The Office tentatively concludes that 90 days is a reasonable
timeframe for operators to reply to any issues arising from examination
of an SOA and that the proposed amendments will facilitate the timely
disposition of SOAs. The Office proposes harmonizing this practice
across regulations affecting SOAs for cable operators, satellite
carriers, and digital audio recording equipment manufacturers and
importers.
B. Royalty Refunds
Because the administrative cost of issuing royalty refunds of less
than $50.00 can exceed the amount actually refunded, under the Office's
proposed rule, refunds for amounts of $50.00 or less will issue only
where the refund is specifically requested before the SOA is closed and
made available for public inspection. If a refund is not requested
before the SOA is closed, the amount will be added to the relevant
royalty pool. The proposed rule will harmonize this practice across
regulations affecting royalty refunds for cable operators, satellite
carriers, and digital audio recording equipment manufacturers and
importers.
C. Payment of Supplemental Royalty Fees and Filing Fees by EFT
The Office proposes to amend its regulations to require payment of
supplemental royalty fees and filing fees by EFT for cable operators,
satellite carriers, and digital audio recording equipment manufacturers
and importers, and eliminate the ability to pay by paper check or money
order. Use of EFT has enhanced the efficiency of the Office's royalty
collection process by avoiding problems associated with a paper check
or money order (e.g., lost checks or delays in processing mail) and by
lessening the Office's administrative workload.
D. Interest Assessment
Current regulations regarding the treatment of interest assessment
for late payments or underpayments of royalties are similar, but not
uniform, for cable operators, satellite carriers, and digital audio
recording equipment manufacturers and importers. The Office proposes to
harmonize these regulations so that interest begins accruing on the
first day after the close of the period for filing SOAs for all
underpayments or late payments of royalties; the accrual period shall
end on the date the payment submitted by the remitter is received by
the Office; and the applicable interest rate shall be the Current Value
of Funds Rate, established by section 8025.4 of the Treasury Finance
Manual. In addition, interest payments shall not be required if the
interest charge is less than $5.00.
IV. Conclusion
The Copyright Office hereby seeks comment from the public on the
amendments proposed in this Notice of Proposed Rulemaking.

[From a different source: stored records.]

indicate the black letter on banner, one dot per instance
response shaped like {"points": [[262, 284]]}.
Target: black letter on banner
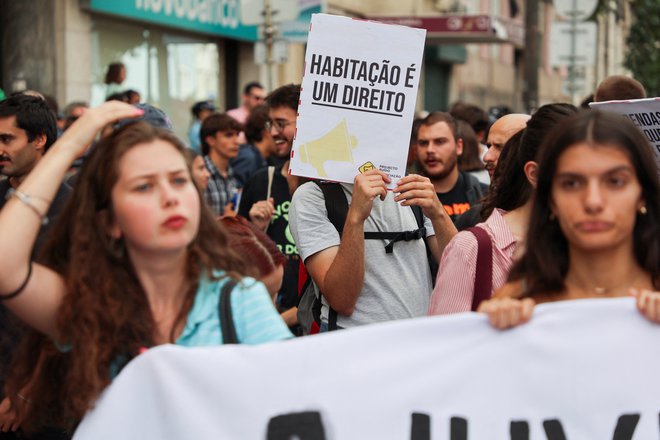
{"points": [[421, 427], [625, 427], [457, 428], [553, 430], [519, 430], [302, 426]]}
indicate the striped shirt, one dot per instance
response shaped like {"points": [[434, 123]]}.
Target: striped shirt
{"points": [[454, 286], [220, 190], [255, 317]]}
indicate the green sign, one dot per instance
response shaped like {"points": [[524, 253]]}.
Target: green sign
{"points": [[217, 17]]}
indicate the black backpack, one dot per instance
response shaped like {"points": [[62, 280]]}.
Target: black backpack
{"points": [[336, 203], [224, 310]]}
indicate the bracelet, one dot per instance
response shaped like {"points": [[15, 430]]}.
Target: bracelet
{"points": [[23, 398], [22, 286], [26, 199]]}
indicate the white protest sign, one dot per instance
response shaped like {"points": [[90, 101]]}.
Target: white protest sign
{"points": [[644, 113], [578, 370], [358, 98]]}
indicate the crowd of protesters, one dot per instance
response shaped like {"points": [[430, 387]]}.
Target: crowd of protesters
{"points": [[123, 237]]}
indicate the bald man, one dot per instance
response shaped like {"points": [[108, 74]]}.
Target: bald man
{"points": [[619, 87], [500, 132]]}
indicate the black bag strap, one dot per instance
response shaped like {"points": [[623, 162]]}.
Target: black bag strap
{"points": [[433, 264], [483, 279], [336, 204], [226, 319]]}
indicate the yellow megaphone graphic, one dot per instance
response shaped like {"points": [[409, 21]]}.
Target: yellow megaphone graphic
{"points": [[336, 145]]}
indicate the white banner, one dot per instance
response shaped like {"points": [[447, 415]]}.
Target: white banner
{"points": [[357, 100], [585, 369], [644, 113]]}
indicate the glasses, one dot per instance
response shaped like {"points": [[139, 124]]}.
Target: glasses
{"points": [[278, 124]]}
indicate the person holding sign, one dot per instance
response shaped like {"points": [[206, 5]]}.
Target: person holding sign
{"points": [[438, 148], [359, 278], [135, 260], [595, 222]]}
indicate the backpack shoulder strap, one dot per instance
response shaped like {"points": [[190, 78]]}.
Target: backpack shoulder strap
{"points": [[229, 335], [483, 280], [336, 204]]}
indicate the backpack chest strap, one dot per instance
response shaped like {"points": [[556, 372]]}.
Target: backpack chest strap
{"points": [[396, 236]]}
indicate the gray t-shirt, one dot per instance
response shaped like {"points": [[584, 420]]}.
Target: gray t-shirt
{"points": [[396, 285]]}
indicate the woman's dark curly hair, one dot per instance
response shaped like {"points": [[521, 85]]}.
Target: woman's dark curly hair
{"points": [[105, 315]]}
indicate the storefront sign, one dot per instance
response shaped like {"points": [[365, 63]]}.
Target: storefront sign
{"points": [[217, 17], [357, 100], [296, 31], [458, 29], [585, 369]]}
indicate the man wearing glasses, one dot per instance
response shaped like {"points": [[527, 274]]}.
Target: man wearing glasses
{"points": [[266, 197], [253, 95]]}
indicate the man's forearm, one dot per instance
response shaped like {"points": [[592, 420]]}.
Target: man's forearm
{"points": [[444, 231]]}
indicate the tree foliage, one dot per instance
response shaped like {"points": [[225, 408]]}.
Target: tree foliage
{"points": [[643, 56]]}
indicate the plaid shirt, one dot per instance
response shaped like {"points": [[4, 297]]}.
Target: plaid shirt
{"points": [[220, 190]]}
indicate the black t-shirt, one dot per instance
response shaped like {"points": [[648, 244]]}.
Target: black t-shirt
{"points": [[456, 200], [254, 191]]}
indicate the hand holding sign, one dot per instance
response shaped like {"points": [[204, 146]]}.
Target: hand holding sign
{"points": [[357, 99]]}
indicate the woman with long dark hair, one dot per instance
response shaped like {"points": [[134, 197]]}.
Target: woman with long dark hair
{"points": [[595, 222], [506, 210], [135, 260]]}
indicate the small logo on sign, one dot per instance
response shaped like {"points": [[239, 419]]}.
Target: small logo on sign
{"points": [[366, 167]]}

List of Subjects in 37 CFR Part 201
Cable television, Copyright, Recordings, Satellites.
Proposed Regulations
For the reasons stated in the preamble, the Copyright Office
proposes to amend 37 CFR part 201 as follows:
PART 201--GENERAL PROVISIONS
0
1. The authority citation for part 201 continues to read as follows:
Authority: 17 U.S.C. 702.
0
2. Amend Sec. 201.11 by:
0
a. Revising paragraph (f)(1).
0
b. Revising paragraph (h)(3)(iv).
0
c. Adding paragraph (h)(3)(vii).
0
d. Adding paragraphs (h)(5) and (h)(6).
The revisions and additions read as follows:
Sec. 201.11 Satellite carrier statements of account covering
statutory licenses for secondary transmissions.
* * * * *
(f) * * *
(1) All royalty fees, including supplemental royalty payments, must
be paid by a single electronic funds transfer (EFT), and must be
received in the designated bank by the filing deadline for the relevant
accounting period. Satellite carriers must provide specific information
as part of the EFT and as part of the remittance advice, as listed in
the instructions for the Statement of Account form.
* * * * *
(h) * * *
(3) * * *
(iv) All requests for correction or refunds must be accompanied by
a filing fee in the amount prescribed in Sec. 201.3(e) for each
Statement of Account involved, paid by EFT. No request will be
processed until the appropriate filing fees are received, and no
supplemental royalty fee will be deposited until an acceptable
remittance in the full amount of the supplemental royalty fee has been
received.
* * * * *
(vii) A refund payment in the amount of fifty dollars ($50.00) or
less will not be refunded unless specifically requested before the
statement of account is closed, at which point any excess payment will
be treated as part of the royalty fee. A request for a refund payment
in an amount of over fifty dollars ($50.00) is not necessary where the
Licensing Division, during its examination of a Statement of Account or
related document, discovers an error that has resulted in a royalty
overpayment. In this case, the Licensing Division will affirmatively
send the royalty refund to the satellite carrier owner named in the
Statement of Account without regard to the time limitations provided
for in paragraph (h)(3)(i) of this section.
* * * * *
(5) Interest on late payments or underpayments. Royalty fee
payments submitted as a result of late or amended filings shall include
interest. Interest shall begin to accrue beginning on the first day
after the close of the period for filing statements of account for all
underpayments or late payments of royalties for the satellite carrier
statutory license for secondary transmissions for private home viewing
and viewing in commercial establishments occurring within that
accounting period. The accrual period shall end on the date the full
payment submitted by a remitter is received by the Copyright Office.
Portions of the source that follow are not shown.